Entre praias, trilhas e uma agenda crescente de eventos e negócios, Florianópolis é um dos principais destinos turísticos do país. O Airbnb entra nessa equação ao ampliar as opções de estadia e contribuir para a economia local. Em um ano, a atividade do Airbnb movimentou R$ 5 bilhões1 na economia da capital catarinense.
É o que revela a atualização do estudo elaborado pela Fundação Getulio Vargas (FGV), com dados referentes a 2025, que acompanha a evolução do impacto econômico da atividade do Airbnb em Florianópolis. A atividade contribuiu com mais de R$ 2,8 bilhões para o PIB e gerou mais de R$ 415 milhões em tributos, além de sustentar mais de 31 mil postos de trabalho.
Fluxo turístico distribuído
Os dados da plataforma2 indicam o papel dos anfitriões na distribuição do fluxo de visitantes pela cidade: mais de 60% recomendaram a seus hóspedes lugares pouco conhecidos pelos turistas no último ano.
Os negócios locais também aparecem entre as recomendações feitas aos visitantes. Entre os anfitriões que fizeram recomendações aos hóspedes, mais de 95% afirmaram que as fizeram dentro do próprio bairro de seus anúncios, além de mais de 90% que recomendaram restaurantes ou cafés locais.
Para a Diretora Geral do Airbnb para a América do Sul, Fiamma Zarife, os dados refletem o fortalecimento de Florianópolis como destino para turistas brasileiros e estrangeiros. “É gratificante verificar como o potencial turístico de Florianópolis vem se destacando e observar que o Airbnb colabora para esse fortalecimento do turismo, não só com a democratização das estadias, mas também levando visitantes para além dos roteiros mais conhecidos: mais de 60% dos anfitriões na cidade indicam a seus hóspedes lugares pouco explorados pelos turistas, o que ajuda a espalhar os benefícios do turismo por mais bairros da ilha. Esse mesmo olhar orienta a parceria que desenvolvemos com a Prefeitura para o compartilhamento de inteligência mercadológica”, destaca.
Em agosto de 2025, a capital catarinense firmou uma parceria com o Airbnb para o compartilhamento de dados agregados e anônimos sobre tendências de viagem e fluxo turístico, com o objetivo de desenvolver ações de promoção do destino, apoiar políticas públicas e contribuir para o desenvolvimento do turismo local.
Renda que movimenta toda a cidade
De acordo com a FGV, a atividade do Airbnb gerou mais de R$ 1,4 bilhão em renda em 2025. Os dados da plataforma ajudam a mostrar como esses recursos se espalham pela economia local, por meio de melhorias nos imóveis e da contratação de profissionais.
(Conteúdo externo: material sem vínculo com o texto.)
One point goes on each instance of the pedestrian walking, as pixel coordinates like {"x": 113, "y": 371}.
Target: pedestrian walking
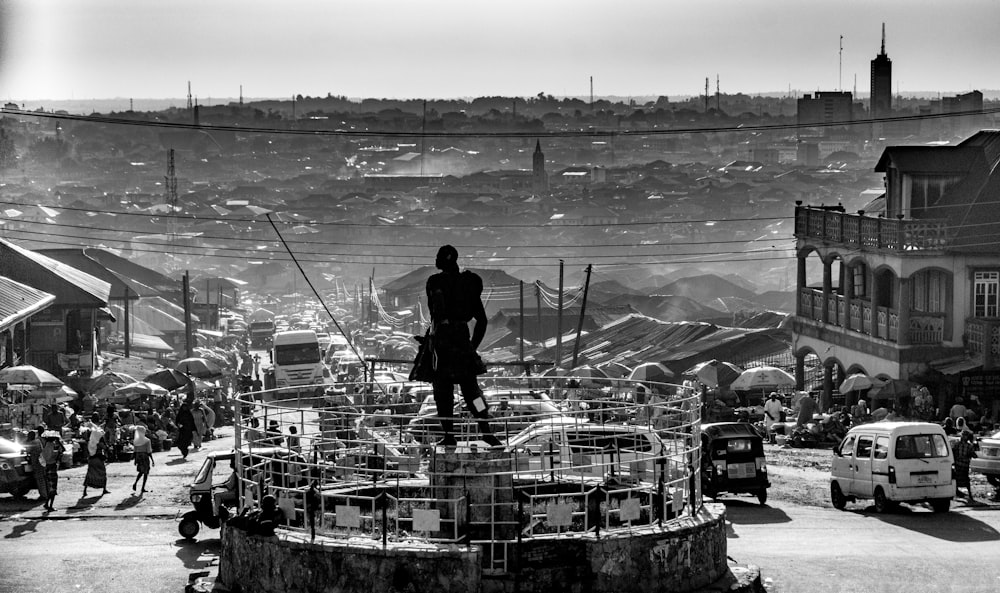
{"x": 454, "y": 299}
{"x": 143, "y": 457}
{"x": 964, "y": 450}
{"x": 185, "y": 429}
{"x": 198, "y": 413}
{"x": 52, "y": 450}
{"x": 97, "y": 454}
{"x": 33, "y": 449}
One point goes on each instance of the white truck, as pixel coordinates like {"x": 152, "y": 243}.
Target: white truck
{"x": 298, "y": 362}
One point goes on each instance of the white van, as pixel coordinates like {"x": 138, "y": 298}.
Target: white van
{"x": 297, "y": 361}
{"x": 893, "y": 462}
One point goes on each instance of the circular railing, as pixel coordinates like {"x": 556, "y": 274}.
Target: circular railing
{"x": 578, "y": 454}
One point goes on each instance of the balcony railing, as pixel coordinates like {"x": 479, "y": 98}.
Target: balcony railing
{"x": 879, "y": 322}
{"x": 896, "y": 234}
{"x": 982, "y": 337}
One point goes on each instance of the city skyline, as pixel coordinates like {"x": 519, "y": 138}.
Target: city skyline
{"x": 57, "y": 50}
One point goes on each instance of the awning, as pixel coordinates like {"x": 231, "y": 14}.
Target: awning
{"x": 150, "y": 343}
{"x": 958, "y": 366}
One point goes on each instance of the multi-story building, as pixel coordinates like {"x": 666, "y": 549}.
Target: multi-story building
{"x": 881, "y": 88}
{"x": 911, "y": 288}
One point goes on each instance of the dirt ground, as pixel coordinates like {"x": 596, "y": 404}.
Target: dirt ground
{"x": 802, "y": 476}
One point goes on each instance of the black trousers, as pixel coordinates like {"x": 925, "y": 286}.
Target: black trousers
{"x": 444, "y": 399}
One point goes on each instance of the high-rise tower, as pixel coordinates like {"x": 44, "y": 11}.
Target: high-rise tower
{"x": 881, "y": 98}
{"x": 540, "y": 180}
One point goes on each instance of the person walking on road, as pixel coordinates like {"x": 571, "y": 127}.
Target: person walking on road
{"x": 199, "y": 424}
{"x": 185, "y": 429}
{"x": 97, "y": 454}
{"x": 52, "y": 451}
{"x": 454, "y": 299}
{"x": 33, "y": 448}
{"x": 964, "y": 450}
{"x": 143, "y": 457}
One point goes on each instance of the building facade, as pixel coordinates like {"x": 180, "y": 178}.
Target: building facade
{"x": 911, "y": 290}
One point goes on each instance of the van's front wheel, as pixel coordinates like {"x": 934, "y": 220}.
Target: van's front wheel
{"x": 940, "y": 505}
{"x": 882, "y": 504}
{"x": 837, "y": 497}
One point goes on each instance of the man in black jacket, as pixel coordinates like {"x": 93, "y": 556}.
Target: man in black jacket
{"x": 454, "y": 299}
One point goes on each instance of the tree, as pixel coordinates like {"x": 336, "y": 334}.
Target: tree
{"x": 8, "y": 152}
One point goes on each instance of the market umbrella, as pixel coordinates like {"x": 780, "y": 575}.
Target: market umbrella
{"x": 590, "y": 376}
{"x": 168, "y": 379}
{"x": 763, "y": 377}
{"x": 28, "y": 375}
{"x": 52, "y": 394}
{"x": 198, "y": 367}
{"x": 615, "y": 370}
{"x": 715, "y": 372}
{"x": 139, "y": 389}
{"x": 110, "y": 378}
{"x": 653, "y": 373}
{"x": 855, "y": 382}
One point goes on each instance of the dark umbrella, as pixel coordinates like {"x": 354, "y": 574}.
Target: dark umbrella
{"x": 892, "y": 389}
{"x": 168, "y": 379}
{"x": 199, "y": 367}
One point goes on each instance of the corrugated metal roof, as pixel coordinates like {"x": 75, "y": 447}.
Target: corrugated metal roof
{"x": 70, "y": 285}
{"x": 20, "y": 301}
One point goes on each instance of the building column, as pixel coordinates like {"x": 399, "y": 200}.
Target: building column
{"x": 826, "y": 397}
{"x": 873, "y": 328}
{"x": 903, "y": 307}
{"x": 800, "y": 283}
{"x": 827, "y": 287}
{"x": 847, "y": 282}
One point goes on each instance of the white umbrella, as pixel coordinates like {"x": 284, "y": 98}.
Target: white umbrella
{"x": 856, "y": 382}
{"x": 762, "y": 377}
{"x": 28, "y": 375}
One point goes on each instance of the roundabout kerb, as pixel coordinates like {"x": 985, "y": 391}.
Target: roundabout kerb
{"x": 591, "y": 487}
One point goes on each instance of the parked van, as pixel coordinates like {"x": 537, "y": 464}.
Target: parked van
{"x": 298, "y": 361}
{"x": 893, "y": 462}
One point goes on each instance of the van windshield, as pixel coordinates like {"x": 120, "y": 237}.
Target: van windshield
{"x": 296, "y": 354}
{"x": 921, "y": 446}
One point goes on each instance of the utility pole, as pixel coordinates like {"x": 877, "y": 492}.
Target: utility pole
{"x": 583, "y": 309}
{"x": 840, "y": 72}
{"x": 559, "y": 320}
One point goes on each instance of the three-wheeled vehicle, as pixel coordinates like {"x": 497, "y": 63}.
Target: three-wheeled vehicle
{"x": 278, "y": 466}
{"x": 732, "y": 460}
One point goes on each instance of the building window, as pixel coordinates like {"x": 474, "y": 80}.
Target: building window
{"x": 985, "y": 291}
{"x": 928, "y": 291}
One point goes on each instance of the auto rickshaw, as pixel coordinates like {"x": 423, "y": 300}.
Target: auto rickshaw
{"x": 732, "y": 460}
{"x": 277, "y": 466}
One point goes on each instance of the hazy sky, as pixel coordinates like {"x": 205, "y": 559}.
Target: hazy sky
{"x": 86, "y": 49}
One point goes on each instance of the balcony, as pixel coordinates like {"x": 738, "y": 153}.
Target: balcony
{"x": 879, "y": 322}
{"x": 870, "y": 232}
{"x": 982, "y": 339}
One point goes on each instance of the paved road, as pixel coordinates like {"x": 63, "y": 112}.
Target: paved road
{"x": 818, "y": 550}
{"x": 120, "y": 555}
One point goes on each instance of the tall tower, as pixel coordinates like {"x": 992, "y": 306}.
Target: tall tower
{"x": 881, "y": 98}
{"x": 540, "y": 181}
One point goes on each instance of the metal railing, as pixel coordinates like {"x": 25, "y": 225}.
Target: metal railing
{"x": 580, "y": 454}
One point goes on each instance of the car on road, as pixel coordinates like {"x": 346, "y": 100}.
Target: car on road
{"x": 15, "y": 473}
{"x": 987, "y": 459}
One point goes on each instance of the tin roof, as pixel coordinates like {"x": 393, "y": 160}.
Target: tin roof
{"x": 70, "y": 286}
{"x": 20, "y": 301}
Na capital catarinense, 60% dos anfitriões afirmaram ter contratado, no último ano, serviços de encanadores, eletricistas e carpinteiros, enquanto 70% recorreram a profissionais de limpeza para auxiliar nos cuidados com as acomodações.
Complemento ao orçamento familiar
Em Florianópolis, a maioria das pessoas que compartilha seus espaços busca complementar a renda. Quase 70% dos anfitriões afirmam que receber hóspedes não é sua ocupação principal e quase 90% dizem que eles ou suas famílias são proprietários dos espaços anunciados na plataforma. Entre os anfitriões de quartos privados, mais da metade afirma disponibilizar seus espaços como uma forma de complementar o orçamento.
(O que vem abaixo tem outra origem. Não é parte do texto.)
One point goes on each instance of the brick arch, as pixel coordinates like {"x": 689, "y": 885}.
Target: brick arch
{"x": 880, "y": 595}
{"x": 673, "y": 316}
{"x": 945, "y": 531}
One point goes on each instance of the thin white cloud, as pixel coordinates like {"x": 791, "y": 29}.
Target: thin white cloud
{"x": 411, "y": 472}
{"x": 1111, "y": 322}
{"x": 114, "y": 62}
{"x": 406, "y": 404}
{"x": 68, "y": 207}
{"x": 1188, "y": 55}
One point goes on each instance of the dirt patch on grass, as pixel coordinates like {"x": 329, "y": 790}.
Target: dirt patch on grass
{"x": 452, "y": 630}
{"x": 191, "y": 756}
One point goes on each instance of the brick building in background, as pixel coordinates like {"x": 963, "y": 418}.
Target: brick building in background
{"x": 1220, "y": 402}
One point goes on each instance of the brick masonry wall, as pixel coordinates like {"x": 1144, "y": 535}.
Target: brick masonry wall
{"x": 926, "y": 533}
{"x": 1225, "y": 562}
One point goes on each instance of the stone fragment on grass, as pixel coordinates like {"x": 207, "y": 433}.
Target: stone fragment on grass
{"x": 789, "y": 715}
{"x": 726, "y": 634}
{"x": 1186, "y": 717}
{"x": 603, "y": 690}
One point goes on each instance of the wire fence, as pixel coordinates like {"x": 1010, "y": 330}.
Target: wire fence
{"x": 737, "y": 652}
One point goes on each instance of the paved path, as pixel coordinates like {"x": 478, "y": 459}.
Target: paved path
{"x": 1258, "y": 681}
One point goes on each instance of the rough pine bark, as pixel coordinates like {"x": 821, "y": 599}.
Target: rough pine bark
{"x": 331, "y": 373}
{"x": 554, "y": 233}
A renda obtida com a atividade ajuda muitos anfitriões a arcar com as despesas do dia a dia. Quase 60% dos anfitriões entrevistados afirmam que recebem hóspedes no Airbnb para obter recursos adicionais, enquanto quase metade diz que essa é uma forma de ajudar a fechar as contas.
Os dados mostram ainda como esses recursos fazem diferença no orçamento doméstico. Mais de 60% afirmam que os valores obtidos contribuíram para que continuassem morando em suas casas, além de mais de 60% os utilizaram para cobrir despesas como alimentação e outros custos que ficaram mais caros.
Práticas sustentáveis nas estadias
Em uma cidade ligada à natureza e marcada pela presença de áreas de preservação, a sustentabilidade também aparece entre as práticas adotadas pelos anfitriões. Mais de 40% afirmaram ter oferecido opções de reciclagem ou compostagem em seus anúncios no último ano, enquanto 30% disseram ter incorporado equipamentos ou melhorias voltados à eficiência energética.